Life of the Party commits a great many sins. Its jokes feel either hard-fought or supremely easy. Its tone is messy. The plot makes little to no sense. The characterizations are paper thin, and while we’re here, the first 20 minutes border on unwatchable. And yet, we still liked Melissa McCarthy in it.
This will come as no surprise to devotees of the McCarthy Cinematic Universe, but her dogged persona of ‘impossible to humiliate super-woman’ is at it again. And Melissa McCarthy is just good in that mode. She insists that she’s bringing back “The Quad” as college slang, and we accept it. She can’t stop making awkward toasts to social causes while drinking at a frat party, and we believe that she means them. And she won’t give up on getting a degree she failed to complete some 20 years prior, and goddamn it, we hope she finishes it. She’s always been good at this brand of amiable, unstoppable humor. She’s the life that Life of the Party often needs, with a little help with from her supporting cast and just enough laughs to show for it.
This is McCarthy’s Back to School. (Or is it like a Goldie Hawn Protocol thing?) On spec, it’s a fish-out-of-water campus lampoon with absurdist twists, some optimistic notes about second chances, and a carefully constructed PG-13 lens of college drug and alcohol consumption suggesting this was made with teens and Boomers in mind. Life of the Party is out close enough to college graduations to attract good feelings, and it was likely made at a low cost with limited rooms and sets. It is what it is, which is carefully scheduled and half-heartedly assembled counter-programming. Did we mention it’s a star vehicle? Oh, and a comedy. That too.

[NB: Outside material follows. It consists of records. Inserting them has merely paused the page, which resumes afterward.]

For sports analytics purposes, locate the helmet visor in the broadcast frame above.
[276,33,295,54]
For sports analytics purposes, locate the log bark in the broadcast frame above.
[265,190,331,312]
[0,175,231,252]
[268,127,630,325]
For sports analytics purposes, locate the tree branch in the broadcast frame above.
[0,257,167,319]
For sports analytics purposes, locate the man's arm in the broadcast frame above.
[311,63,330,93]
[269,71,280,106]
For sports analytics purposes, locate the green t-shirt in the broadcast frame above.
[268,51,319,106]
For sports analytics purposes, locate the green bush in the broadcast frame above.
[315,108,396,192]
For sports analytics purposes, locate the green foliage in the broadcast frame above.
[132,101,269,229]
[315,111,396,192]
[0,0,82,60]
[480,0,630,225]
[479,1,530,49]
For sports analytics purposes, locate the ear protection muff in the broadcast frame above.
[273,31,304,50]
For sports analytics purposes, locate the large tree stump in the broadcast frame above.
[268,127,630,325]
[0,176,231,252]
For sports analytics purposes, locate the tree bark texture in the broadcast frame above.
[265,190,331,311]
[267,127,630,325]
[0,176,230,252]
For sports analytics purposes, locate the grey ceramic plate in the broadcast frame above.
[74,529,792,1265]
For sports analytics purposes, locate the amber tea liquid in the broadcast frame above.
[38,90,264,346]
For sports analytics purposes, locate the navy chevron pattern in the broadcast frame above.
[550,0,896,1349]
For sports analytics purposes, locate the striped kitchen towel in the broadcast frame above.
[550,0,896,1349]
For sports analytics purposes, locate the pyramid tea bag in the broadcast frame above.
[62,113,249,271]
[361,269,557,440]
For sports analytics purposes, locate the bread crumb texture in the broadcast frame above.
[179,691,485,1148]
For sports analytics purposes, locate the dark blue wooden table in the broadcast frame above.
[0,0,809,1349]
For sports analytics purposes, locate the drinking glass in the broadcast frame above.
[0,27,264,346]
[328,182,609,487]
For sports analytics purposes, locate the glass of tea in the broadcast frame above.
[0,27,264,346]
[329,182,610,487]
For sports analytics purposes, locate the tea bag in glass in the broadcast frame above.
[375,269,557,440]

McCarthy is Deanna Miles, a recently divorced mom looking for some extracurricular meaning in her life. She’s a mom’s mom: Permed hair. Baggy sweatshirts with bedazzled jewels, embroidery, and sassy lettering. The kind of big glasses that Bill Gates wore between 1987 and 1994. McCarthy’s affections toward her daughter Maddie (Molly Gordon) are endearing, but have seemingly blinded her to the total emotional dead zone that is her husband Dan (Matt Walsh). Dan dumps Deanna the second they drop their daughter off for her senior year; like ripping off a Band-Aid, he insists.
It’s cold, blunt, and the stuff of bad cringe comedy. To watch McCarthy kick her husband’s car meekly because she doesn’t know how else to act is rough, and a little mean. This is the bad opening, where the tone is messy bordering on curt, and the movie almost washes out. Is it Office comedy, or an ashes-to-diamonds empowerment yarn? But there’s hope around the corner. Broke, and with a little mid-life re-invigoration, Deanna’s next act will be to finish the archaeology degree she never completed. And this is when the movie gets a little better. Once Life of the Party accepts itself as something broad and silly, it goes down a lot easier for everybody.

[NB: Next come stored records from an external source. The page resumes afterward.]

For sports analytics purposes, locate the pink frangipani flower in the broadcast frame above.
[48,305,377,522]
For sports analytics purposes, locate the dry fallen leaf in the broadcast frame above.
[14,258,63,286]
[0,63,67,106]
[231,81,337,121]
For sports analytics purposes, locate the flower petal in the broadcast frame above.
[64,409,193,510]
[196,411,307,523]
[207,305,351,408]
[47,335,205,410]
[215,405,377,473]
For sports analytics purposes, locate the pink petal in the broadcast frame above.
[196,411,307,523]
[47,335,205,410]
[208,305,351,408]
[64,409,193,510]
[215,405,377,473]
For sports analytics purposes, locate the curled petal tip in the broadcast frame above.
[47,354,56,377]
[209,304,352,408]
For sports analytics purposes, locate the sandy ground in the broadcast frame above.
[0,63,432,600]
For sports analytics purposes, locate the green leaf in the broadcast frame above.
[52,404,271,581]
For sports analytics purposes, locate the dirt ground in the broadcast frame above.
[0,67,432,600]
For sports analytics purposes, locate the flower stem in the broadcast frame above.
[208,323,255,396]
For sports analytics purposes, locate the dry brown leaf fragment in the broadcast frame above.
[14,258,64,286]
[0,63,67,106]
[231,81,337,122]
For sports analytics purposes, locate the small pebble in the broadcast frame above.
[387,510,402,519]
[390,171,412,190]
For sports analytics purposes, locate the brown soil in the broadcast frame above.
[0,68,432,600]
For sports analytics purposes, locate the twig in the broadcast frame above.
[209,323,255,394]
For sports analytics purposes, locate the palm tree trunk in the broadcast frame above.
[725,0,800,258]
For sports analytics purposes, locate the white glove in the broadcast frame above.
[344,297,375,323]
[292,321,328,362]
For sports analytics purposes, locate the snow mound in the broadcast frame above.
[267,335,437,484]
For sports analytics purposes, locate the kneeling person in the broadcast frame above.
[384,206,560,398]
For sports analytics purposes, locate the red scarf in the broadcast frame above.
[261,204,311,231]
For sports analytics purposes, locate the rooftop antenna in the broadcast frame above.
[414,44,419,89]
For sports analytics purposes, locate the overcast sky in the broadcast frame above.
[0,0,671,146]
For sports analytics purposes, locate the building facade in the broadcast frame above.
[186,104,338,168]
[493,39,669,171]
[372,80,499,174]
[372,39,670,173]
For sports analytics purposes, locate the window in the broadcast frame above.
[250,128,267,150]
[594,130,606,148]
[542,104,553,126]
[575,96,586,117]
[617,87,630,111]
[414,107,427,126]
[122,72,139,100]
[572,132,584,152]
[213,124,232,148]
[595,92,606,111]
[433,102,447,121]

McCarthy is the ultimate spokesperson for making lemonade out of studio lemons. And in a bit of well-meaning goofiness, she gets to live out all the silly little joys of college without any of the hangovers/GPA anxiety/terrors of oncoming debt. Deanna gets in without a problem, registers for exactly the courses she needs to get a degree, spends an offensive sum of money on college swag with no concern, and gets a dorm room as a 43-year old woman no questions asked. Weeks after the semester starts, presumably. Did we mention she’s in the same college as her daughter?
And yet, those scoff-worthy details grow easier to forgive as McCarthy starts to shine. In a role she could deliver in her sleep, McCarthy still manages to get by on her better instincts. She’s an advocate for education, women supporting women, studying hard, common courtesy, and the dogged pursuit of the self, no matter how embarrassed those around her might be. See McCarthy dance with shoulder pads at an ‘80s party. Watch her score in the library stacks with an aw-shucks glow. Witness as she grabs any scene she’s in and makes it watchable, and even endearing.
Director Ben Falcone, even when he has a shaky hand on the logic or style of his script (co-written with McCarthy), knows how to just let his star goof off, and he’s assembled some mighty funny back-of-the-class kids behind his valedictorian class clown. Actors like Jimmy O. Yang, Gillian Jacobs, Maya Rudolph, Chris Parnell and others bask in the meager material they’re given. Jacobs is a hip older student (because she was in a coma and it’s played funnier than it sounds) who grooves on McCarthy, and Parnell is a nerdy, pun-loving professor. Rudolph? A slurry best friend with wine coolers. All staid, but agreeably silly. There’s no great struggle, or nuance in storytelling, or any of that. We get jokes from comedians having a visibly good time. Nothing more, nothing less.
Life of the Party exists in one of those unfortunate places where it’s easy to criticize, but McCarthy still makes you smile, and even laugh. So what’s left to grade? McCarthy’s participation credit alone makes up for the lack of research or clarity of thesis. So Life of the Party passes. Barely.